La tarde era serena serena. El cielo no sufría ninguna perturbación: un celeste, rosáceo en los bordes, transcurría con tranquilidad, con un sol brillante que iba declinando al oeste sin muchas ganas. Las sierras, remotas, parecían pintadas.
El Pedro buscó una piedra donde acomodar su cuerpo cansado, se reclinó con la mirada fija en las ovejas, y prendió un cigarrillo. El fiel ovejero se sentó a su lado, y ambos contemplaron el discurrir distraído de los animales que mordisqueaban yuyitos como por hábito. El perro permanecía con las orejas erguidas, atento a cualquier necesidad de participación. Se quedarían allí unos minutos, pensó Pedro, y después emprenderían el regreso.
Un farfullar de hojas que trajo a sus narices un vago olor a cedrón y salvia que se esfumó enseguida, desde la izquierda, hizo que ambos giraran la cabeza. Vieron salir, desde detrás de un par de arbustos espinosos, a una niña de no más de catorce años, con aire confuso y sorprendido. Las ovejas no se inmutaron, indiferentes a todo lo que no sea ellas mismas, pero el perro, alerta, se levantó, hizo un gruñido como amable, como un saludo.
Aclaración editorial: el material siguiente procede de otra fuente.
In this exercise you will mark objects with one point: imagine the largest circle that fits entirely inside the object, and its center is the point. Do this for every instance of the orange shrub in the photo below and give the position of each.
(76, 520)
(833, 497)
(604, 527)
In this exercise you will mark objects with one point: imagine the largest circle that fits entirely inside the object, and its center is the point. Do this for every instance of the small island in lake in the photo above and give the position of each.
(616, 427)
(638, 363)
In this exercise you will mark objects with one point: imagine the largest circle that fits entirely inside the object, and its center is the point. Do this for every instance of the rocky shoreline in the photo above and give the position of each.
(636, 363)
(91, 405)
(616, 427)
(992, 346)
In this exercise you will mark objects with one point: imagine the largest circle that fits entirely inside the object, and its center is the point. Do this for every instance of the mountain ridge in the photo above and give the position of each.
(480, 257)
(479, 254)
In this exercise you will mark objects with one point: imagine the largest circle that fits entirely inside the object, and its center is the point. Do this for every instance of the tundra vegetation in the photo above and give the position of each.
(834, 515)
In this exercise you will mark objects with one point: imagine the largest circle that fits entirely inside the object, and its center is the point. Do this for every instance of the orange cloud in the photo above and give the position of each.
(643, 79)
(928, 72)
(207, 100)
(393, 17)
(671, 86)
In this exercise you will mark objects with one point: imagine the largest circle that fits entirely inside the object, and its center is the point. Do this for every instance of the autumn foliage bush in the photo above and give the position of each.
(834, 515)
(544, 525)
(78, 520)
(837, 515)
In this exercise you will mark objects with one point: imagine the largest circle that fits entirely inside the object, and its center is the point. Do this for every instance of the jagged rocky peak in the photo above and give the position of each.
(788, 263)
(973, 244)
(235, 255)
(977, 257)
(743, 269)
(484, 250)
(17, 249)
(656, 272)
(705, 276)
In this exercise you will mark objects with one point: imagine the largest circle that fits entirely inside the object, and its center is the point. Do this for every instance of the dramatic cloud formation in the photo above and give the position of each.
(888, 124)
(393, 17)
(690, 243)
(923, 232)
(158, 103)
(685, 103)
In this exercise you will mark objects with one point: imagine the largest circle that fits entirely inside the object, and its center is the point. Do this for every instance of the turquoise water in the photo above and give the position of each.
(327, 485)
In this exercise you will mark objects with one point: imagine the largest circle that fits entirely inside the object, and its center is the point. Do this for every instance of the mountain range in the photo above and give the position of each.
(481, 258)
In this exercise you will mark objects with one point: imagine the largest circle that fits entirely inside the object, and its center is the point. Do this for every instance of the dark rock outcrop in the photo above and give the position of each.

De inmediato la atención de Pedro se dividió: como de la nada, nubarrones iban arrastrándose por el cielo y un amague de lluvia en forma de gotas aisladas, cayó sobre su frente. Por otro lado, la niña, con un vestido tan liviano que parecía hecho de aire fresco, se acercaba a él. Traía en las manos una especie de canasta con algo tapado con una servilleta a cuadros. Cuando estuvo a su lado, Pedro se paró, inclinándose levemente hacia ella, que dijo una frase en un idioma desconocido, pero con una entonación que sugería pregunta. Pedro se sonrió, tiró el cigarrillo y dijo: “No te entiendo, yo hablo español”.
Fue la señal que esperaba la lluvia; entró a caer con más fuerza, mientras un viento frío venía, remolón, del este. De nuevo se dividió la atención de Pedro: qué hacer, llevar de vuelta el rebaño, o cobijarse con la joven y el perro. Ése fue su dilema, que la lluvia acuciante resolvió para él. La tomó de la mano, silbó al perro y echó a correr, todo de una vez. Él sabía que cerca del arroyo había una casa abandonada, donde podrían refugiarse. Allí fueron.
Ya bajo techo, los dos humanos se sacudieron para sacarse algunas gotas de encima, y el animal también, pero con más energía.
Ella volvió a hablar con una voz suave y un poco ronca, moviendo la mano derecha como para aclarar algo. Él miró sus ojos, su boca, su cuello, su pelo suelto. Algo tibio emanaba de su cuerpo y lo envolvía. Entonces decidió: Me voy a casar con ella.
Paró la lluvia. Ella aprendió castellano, él no aprendió polaco. Se casaron, tuvieron tres hijos. A los dos años se separaron porque se estaban odiando. Ella quiso irse a Varsovia con los hijos. Él no quiso. Las cosas se complicaron mucho. Cuando tenés plata, el odio se distribuye por los laterales: abogados, viajes, parientes que no te quieren pero te adulan. No era éste el caso. Claro, Ud. siempre puede obviar este último párrafo y quedarse con el amor. Buenos días.